These are **not synonyms we picked.** They are the exact words OpenAI's `/goal` documentation uses, and Codex's internal prompts key off them. Renaming to "Goals" or "Acceptance Tests" loses alignment with Codex's continuation prompts.

### The Ralph loop, formally

```
+------------------------------------------------------------------+
| |
| 1. Read state (Plan.md -> first non-done row, |
| Documentation.md -> last 3 entries, |
| Prompt.md sections 2-5) |
| 2. Pick ONE milestone |
| 3. Plan the action (write 1-5 bullets to Documentation.md) |
| 4. Act (smallest change producing Deliverable) |
| 5. Validate (run Validation command; capture output)|
| 6. Decide: |
| green -> Status=done -> loop |
| first fail -> diagnose, edit once, re-validate |
| second fail -> Status=blocked, /goal pause |
| gate -> Status=awaiting_approval, /goal pause |
| |
+------------------------------------------------------------------+
```

### The four HUMAN GATEs

The canonical workflow ships with four wait-states. Each one's Validation is a literal `grep "APPROVED:Gx" Documentation.md` — Codex cannot advance until you write the token.

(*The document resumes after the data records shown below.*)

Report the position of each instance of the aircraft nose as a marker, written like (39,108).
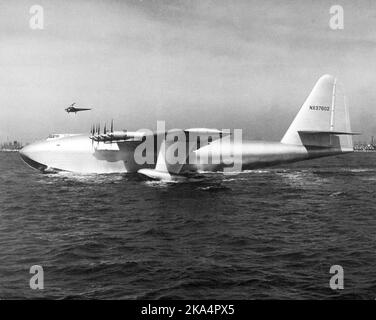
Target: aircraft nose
(29,154)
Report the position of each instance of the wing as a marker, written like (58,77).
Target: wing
(167,168)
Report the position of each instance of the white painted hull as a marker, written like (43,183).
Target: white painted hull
(79,154)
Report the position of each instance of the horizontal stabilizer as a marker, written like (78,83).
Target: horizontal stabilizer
(330,132)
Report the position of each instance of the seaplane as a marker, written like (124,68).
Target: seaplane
(321,128)
(74,109)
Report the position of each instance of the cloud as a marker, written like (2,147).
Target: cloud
(193,63)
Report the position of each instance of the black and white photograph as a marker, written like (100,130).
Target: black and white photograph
(195,150)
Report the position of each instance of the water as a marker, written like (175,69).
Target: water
(261,234)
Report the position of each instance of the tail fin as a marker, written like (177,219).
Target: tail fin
(323,120)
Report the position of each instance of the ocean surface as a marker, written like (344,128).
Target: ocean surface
(263,234)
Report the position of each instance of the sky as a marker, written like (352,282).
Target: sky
(220,64)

| Gate | Guards | What you review |
|---|---|---|
| **G1** | `git push` to remote | `git diff base..HEAD`, commit messages |
| **G2** | merge feature into integration branch | full PR diff, CI status, teammate comments |
| **G3** | trigger CI/CD deploy | integration-branch tip SHA — make sure no surprise commit is riding along |
| **G4** | post the externally-visible ticket comment | the draft comment Codex wrote to `jira-comment.md` |

You write `APPROVED:G2 — by alice — saw: PR #321 green` to `Documentation.md` and `/goal resume`. Or `REJECTED:G2 — reason: ...` and the milestone goes `blocked`.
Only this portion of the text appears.